From a young age, Vaughn has been fascinated with building things. He was born in St. Louis, where his father worked on an assembly line, producing cars for Ford. When Vaughn was 12, his father transferred over to Ford’s new factory in Milpitas (now the Great Mall of America) and the family moved to the South Bay. When he graduated from Campbell High School in 1981, Vaughn was determined to be self-supporting. His parents had divorced shortly after the move west, and his mother was raising five kids on her nurse’s aide salary. He studied accounting at San Jose State University by night and worked full-time in the finance department for the video game company Atari. He also had good memories of visiting an uncle who was a firefighter in Mississippi, so when an opportunity came up to apply for the fire service, he took the test. Around the same time Atari ran into financial difficulties, the chief of the Milpitas Fire Department gave him a call. He took the job and quickly moved up the ranks, eventually becoming battalion chief. In 2013, after 30 years on the job, Vaughn retired from the fire service.
But he didn’t stop working. Early on in his career, he took advantage of the downtime built into the firefighter schedule—10 24-hour shifts a month—to develop other hobbies. Initially, Vaughn restored Porsches for fun and profit (he currently owns a 1959 356 coupe and a 1994 911 Speedster convertible).
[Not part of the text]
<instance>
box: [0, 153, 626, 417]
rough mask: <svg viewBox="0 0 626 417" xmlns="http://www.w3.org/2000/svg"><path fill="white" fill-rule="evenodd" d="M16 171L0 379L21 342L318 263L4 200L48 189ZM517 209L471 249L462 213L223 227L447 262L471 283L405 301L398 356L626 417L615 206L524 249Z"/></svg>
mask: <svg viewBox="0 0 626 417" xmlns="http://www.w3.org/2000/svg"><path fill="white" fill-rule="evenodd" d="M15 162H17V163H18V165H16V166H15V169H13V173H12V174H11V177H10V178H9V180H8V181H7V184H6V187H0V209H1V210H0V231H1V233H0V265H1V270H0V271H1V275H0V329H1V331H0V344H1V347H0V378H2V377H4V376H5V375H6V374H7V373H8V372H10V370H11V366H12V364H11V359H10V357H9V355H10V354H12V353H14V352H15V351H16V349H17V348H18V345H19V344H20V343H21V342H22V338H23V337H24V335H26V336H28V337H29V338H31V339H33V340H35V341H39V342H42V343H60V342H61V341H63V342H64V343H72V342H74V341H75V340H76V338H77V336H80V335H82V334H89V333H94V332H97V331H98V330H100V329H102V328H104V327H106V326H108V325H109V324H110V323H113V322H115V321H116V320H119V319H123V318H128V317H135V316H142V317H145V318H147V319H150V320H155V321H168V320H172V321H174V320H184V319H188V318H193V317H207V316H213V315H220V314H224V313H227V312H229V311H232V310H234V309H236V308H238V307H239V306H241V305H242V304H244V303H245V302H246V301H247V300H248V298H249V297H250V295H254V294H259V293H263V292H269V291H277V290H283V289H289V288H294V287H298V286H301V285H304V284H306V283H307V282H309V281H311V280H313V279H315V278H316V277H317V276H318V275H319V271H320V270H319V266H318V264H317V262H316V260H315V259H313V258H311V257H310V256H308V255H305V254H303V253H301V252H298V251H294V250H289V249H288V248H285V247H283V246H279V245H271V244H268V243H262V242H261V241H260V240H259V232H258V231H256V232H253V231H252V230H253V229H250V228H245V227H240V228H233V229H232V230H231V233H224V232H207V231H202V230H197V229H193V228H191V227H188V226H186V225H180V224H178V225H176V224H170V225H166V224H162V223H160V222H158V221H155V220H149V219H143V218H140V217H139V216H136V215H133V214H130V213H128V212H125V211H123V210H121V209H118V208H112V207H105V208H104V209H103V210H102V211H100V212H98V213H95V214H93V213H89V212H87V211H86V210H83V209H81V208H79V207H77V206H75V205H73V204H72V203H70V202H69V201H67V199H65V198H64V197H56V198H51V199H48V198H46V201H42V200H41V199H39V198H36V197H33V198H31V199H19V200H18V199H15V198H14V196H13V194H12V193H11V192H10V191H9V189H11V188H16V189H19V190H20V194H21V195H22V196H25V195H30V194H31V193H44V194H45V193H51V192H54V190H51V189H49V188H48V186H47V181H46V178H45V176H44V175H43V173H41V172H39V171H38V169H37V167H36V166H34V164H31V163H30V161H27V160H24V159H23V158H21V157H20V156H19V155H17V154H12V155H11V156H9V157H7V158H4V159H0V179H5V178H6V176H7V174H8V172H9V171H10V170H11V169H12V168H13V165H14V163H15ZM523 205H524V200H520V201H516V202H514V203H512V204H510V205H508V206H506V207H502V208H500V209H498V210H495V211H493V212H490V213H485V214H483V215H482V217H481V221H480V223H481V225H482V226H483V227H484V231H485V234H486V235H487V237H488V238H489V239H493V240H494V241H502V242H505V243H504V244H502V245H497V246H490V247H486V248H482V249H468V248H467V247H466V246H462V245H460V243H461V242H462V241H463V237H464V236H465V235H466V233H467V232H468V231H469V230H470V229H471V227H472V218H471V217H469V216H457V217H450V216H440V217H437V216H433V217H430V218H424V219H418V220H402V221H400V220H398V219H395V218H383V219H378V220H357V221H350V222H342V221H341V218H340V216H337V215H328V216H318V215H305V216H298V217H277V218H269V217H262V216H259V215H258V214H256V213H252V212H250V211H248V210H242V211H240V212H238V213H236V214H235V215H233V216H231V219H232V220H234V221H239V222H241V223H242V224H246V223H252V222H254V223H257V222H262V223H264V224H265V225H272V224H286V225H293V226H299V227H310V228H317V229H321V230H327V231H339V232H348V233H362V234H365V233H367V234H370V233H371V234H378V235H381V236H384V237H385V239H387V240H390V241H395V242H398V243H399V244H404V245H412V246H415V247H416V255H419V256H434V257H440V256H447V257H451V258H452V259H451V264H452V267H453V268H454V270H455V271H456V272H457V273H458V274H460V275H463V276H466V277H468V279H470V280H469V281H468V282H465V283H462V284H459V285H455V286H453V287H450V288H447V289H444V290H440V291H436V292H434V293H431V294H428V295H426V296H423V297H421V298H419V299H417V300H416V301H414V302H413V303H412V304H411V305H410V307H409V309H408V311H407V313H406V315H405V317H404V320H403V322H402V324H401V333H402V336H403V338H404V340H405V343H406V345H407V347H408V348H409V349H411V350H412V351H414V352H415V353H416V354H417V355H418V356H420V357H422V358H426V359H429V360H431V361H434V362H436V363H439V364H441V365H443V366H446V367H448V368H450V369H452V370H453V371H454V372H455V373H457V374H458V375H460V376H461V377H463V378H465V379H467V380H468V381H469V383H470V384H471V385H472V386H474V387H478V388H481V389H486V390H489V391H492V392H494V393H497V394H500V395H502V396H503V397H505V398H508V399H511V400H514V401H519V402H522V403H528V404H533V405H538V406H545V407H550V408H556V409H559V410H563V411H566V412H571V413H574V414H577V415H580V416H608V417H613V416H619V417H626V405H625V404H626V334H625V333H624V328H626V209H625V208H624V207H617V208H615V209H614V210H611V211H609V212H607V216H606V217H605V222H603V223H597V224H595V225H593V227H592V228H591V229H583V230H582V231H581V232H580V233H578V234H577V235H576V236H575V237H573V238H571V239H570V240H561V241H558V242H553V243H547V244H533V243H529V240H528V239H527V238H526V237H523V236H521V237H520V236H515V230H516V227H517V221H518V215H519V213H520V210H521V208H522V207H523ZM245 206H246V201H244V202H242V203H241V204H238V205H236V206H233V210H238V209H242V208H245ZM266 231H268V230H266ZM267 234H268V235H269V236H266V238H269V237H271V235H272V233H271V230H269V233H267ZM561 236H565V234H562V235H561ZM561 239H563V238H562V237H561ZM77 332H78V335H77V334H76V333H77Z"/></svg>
Starting in 1986, he decided to tackle a different type of fixer-upper: He bought his first home, a 1950s ranch in Campbell with serious termite damage but an appealing price of $150,000. Though he knew nothing about house construction, he taught himself what needed to be done with a stack of VHS tapes, how-to books and the help of family and friends. When he ended up with the nicest house on the block, he looked for a new project in a better location. “The guys at work thought I was crazy because I was spending $300,000 on a two-bedroom, one-bath, 880-square-foot house in Los Altos, and they had bought these big houses out in the [Central] Valley, like in Manteca,” he says. He gutted the house completely and rebuilt it, selling it two years later for nearly $600,000.
As his side business grew, he learned to look for homes that were undervalued based on comps—similar houses in the neighborhood—then evaluate how much money, work and time it would take to get them up to scratch. So far, he hasn’t lost money on any of the properties he’s invested in. But he also notes that, without a family to support, he’s been able to take on a lot more risk. He’s also comfortable adapting to circumstances: After the firefighters were done with their rescue drills in that house in Los Altos, he lived in an old trailer in the driveway for a year while overseeing the construction of a new seven-bedroom Mediterranean villa on the property. For Vaughn, the goal is to just have a steady business building a few really nice homes at a time. Says Swatt, “The next house we’re designing has superlong cantilevers that soar into the sky and is like, ‘Look, Ma, no hands!’ and Melvin says, ‘Let’s go for it!’ His enthusiasm hasn’t diminished over the years. You can see the sparkle in his eyes.”